The Homeless Man And The Bare Minimum

A few weeks ago my family headed to a local bakery for coffee and a sugary breakfast; it was our Sabbath and we were together, so there was no hurry, even when the drizzle started.
I was the first to reach the entrance and noticed him leaning against the brick wall with a smile on his face, as though the official greeter. He sat far enough away from the doors to not be a nuisance, but his presence was unavoidable. He excitedly greeted my children, who were perplexed at why this older man was sitting on the ground. Even when his smiled widened, I failed to notice what was missing.
We entered, and stood staring up at the menu when both my husband and I looked at each other and he mouthed, “we should get him something.” I replied with, “okay, ask him what he wants” and continued ordering while my husband dashed out the door. He returned with the detail I missed earlier: the man was toothless and wanted only a coffee. Face palm.
Our food arrived and my husband reached for the hand of my oldest. Together they stepped back outside to give the man his coffee. We happily enjoyed our breakfast and left shortly after. As we stepped outside the man was throwing his leg over a bicycle, heavily laden with bags, tarps and bungee-cords.

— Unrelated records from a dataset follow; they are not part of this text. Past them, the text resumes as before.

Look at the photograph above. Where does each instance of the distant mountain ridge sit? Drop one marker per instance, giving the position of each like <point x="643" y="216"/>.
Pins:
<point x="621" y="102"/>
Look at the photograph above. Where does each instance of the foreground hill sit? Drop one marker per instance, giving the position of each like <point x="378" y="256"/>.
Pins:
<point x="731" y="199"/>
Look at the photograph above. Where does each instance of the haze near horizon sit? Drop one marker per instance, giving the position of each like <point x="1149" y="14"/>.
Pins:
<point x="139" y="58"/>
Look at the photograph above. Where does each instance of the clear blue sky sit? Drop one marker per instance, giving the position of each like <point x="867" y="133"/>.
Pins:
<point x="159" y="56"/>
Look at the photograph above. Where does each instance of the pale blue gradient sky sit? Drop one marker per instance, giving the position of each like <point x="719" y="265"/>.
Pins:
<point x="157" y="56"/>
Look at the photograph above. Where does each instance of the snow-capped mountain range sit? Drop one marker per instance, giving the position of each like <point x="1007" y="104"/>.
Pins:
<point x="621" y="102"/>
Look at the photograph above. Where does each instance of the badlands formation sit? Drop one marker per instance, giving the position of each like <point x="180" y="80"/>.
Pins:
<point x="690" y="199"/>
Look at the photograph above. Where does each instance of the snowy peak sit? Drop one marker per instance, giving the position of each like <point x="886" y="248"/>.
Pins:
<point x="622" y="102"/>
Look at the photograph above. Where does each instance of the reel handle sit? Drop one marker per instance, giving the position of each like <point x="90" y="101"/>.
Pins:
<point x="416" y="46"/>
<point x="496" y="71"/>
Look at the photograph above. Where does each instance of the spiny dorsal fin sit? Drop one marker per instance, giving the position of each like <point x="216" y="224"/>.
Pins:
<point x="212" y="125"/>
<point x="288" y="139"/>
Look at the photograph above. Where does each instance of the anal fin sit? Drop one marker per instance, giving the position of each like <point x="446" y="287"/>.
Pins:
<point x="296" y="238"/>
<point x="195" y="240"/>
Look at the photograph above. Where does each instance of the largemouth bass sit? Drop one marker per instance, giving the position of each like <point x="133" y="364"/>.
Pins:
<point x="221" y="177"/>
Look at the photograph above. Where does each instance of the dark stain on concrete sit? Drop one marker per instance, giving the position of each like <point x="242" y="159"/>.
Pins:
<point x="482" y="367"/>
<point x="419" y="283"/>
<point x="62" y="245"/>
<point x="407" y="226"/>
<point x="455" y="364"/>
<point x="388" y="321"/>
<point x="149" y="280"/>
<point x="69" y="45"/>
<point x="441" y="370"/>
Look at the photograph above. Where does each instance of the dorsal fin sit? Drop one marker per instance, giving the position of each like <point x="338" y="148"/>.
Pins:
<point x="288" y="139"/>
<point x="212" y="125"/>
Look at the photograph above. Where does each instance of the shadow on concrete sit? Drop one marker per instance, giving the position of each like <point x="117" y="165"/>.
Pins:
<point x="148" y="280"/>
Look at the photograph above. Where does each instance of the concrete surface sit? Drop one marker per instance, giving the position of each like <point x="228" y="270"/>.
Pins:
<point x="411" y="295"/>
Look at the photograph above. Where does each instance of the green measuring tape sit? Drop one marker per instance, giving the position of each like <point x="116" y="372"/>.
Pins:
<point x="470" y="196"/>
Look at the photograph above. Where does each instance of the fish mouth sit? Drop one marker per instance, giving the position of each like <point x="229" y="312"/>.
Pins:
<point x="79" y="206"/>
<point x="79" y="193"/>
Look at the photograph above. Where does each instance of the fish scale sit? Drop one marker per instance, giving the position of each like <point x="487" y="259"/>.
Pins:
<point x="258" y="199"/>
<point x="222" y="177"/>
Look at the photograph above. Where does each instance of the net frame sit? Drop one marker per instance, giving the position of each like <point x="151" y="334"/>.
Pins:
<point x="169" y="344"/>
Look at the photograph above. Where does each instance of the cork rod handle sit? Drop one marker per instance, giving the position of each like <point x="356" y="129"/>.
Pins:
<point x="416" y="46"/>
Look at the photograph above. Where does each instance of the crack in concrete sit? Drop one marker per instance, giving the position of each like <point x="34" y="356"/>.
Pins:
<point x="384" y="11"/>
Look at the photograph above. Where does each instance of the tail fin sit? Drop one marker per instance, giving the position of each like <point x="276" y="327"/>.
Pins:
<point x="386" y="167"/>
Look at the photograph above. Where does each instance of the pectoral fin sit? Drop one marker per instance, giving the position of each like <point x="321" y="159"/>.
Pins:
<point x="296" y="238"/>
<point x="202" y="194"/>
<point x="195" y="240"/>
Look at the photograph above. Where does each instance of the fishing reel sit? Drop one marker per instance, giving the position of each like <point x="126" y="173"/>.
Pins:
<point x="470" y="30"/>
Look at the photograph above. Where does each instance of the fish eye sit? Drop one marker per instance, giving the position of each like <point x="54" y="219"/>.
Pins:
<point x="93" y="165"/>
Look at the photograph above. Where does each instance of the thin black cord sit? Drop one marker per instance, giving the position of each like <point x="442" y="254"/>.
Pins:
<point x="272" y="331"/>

He smiled and waved to us a “blessing” before peddling off.
As we drove away I couldn’t shake the growing feeling that we had missed an opportunity. I sat there trying to justify my actions with the words Jesus spoke in Matthew 10:42, “suppose someone gives even a cup of cold water (and I added “a cup of hot coffee”) to a little one…that person will certainly be rewarded.” Religious/good deed for the day complete: check. The inner dialogue continued, “Malinda, you should be proud of yourself. There was a day when you would not have offered the man anything. You did a good thing today.”
Suddenly my husband’s voice broke through my inner debate with, “babe, are you ok?” I stared out the window and then murmured, “I think we missed it.” Tears filled my eyes as I quietly explained:

We missed the opportunity to show our kids not just kindness in action, but what it means to offer someone dignity and respect. We had an open door to teach them how Jesus would have treated that man, and model for them what it means to love another human being, but we didn’t. We did the bare minimum.

We bought a toothless man a coffee, check. We modeled our good deed for our kids, check. We experienced religious pride when our deed was done, check. Friend, I wish I could tell you that we flipped a u-turn and went searching for that man. It pains me to admit that we didn’t.  We didn’t find him and spend the rest of the day tending to his needs and loving him towards Jesus. The truth is, that man helped me see the Jesus of the Gospel in a whole new way.

Jesus would have invited the man sitting outside on the damp sidewalk to join him at a table for breakfast. “Coffee? Ok, but can I get you a smoothie, or some hot soup as well?” And if the man resisted coming inside, then Jesus would have taken his meal outside and sat down next to him on the ground. Jesus would have stared into the man’s eyes and, after learning his name, would have listened to his story. Jesus would have asked what his greatest need was, and then taken care of it, immediately and then some. Jesus would not have “shown kindness” in order to “show him that Christians care,” but just because of His love for that man. His love that is deep and relentless and not at all concerned with whether the man believes, accepts it, or is grateful for His love.

For weeks I have thought of this encounter; we don’t see the homeless very often in our suburban oasis (honestly, I am more likely to run into one of the OC Housewives). He has haunted my thoughts and stirred my prayers.
I wish I could tell you that I usually get it right— but I don’t. For every time thatI feel like I do, there are equally as many times thatI get it wrong.
But I do know that this squeezing of my heart, this knowledge about what it means to love others and treat them as Jesus would, is not something that I can turn off or ignore. I can only pray that when the next opportunity arrises I am ready and willing to respond the way I know I should. Regardless of what I think I know about the person in front of me, or how I think they will respond to my words or actions, or what they may or may not do with my offerings.
Friends, the tears are pouring as I consider all that I could have offered that man. And I am coming undone at the thought of living my entire life by offering the bare minimum.

I want to be completely engaged, fully poured out and then finally empty.

I want my kids to know what “sacrificial giving and living” looks like, not because I have told them a story, but because they see it in the everyday life we live. I want them to know what the life and love of Jesus is, not because we read it in a story book, but because they feel a tangible presence in our lives. I want that knowledge to stir us up and cut us so deeply that we have no choice but to live our lives different, desperate, decided. I don’t want our faith to be minimized into a list of check boxes, calculated efforts and guilt.
I want a life that if fuller friends; that’s why I’m here. I hope it’s why you are too.